Nouveau conseil communautaire, ce mardi au Colisée. Une séance qui devrait débuter à 17 heures en raison de l’ordre du jour particulièrement copieux, avec 71 délibérations. Parmi les plus importantes, l’examen du rapport de la Chambre régionale des comptes sur le mandat de l’ancien président Franck Proust ou encore la présentation du compte financier unique 2025. En début de conseil, le nouveau président Vincent Bouget devrait prononcer un discours de politique générale avant d’enchaîner sur les délibérations. L’une d’entre elles devrait susciter davantage d’intérêt : les moyens alloués aux groupes politiques.

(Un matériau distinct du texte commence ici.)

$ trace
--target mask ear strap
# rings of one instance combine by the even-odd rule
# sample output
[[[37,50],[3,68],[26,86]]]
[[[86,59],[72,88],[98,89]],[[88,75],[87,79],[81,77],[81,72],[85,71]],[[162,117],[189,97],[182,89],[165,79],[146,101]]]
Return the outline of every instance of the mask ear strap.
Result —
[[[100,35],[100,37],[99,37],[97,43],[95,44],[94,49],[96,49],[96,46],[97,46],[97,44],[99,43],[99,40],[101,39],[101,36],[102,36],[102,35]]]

La majorité de Nîmes Métropole compte trois groupes - Nîmes en commun, le groupe IEC (Intérêt et esprit communautaire) ainsi que l’Union pour Nîmes Métropole - composés d’élus de droite. Quant à l’opposition, elle compte principalement les élus RN de Nîmes et de Marguerittes, les élus de la droite et du centre de Nîmes ainsi que ceux de Nîmes Avenir, qui se sont divisés. La délibération fixe d’abord le montant maximal de l’enveloppe, soit 25 % des indemnités des 104 élus de Nîmes Métropole, ce qui représente 69 512 € bruts mensuels. Cette dernière devrait être répartie entre les groupes en tenant compte de leur taille ainsi que de la fonction des élus (conseiller communautaire délégué, vice-président…).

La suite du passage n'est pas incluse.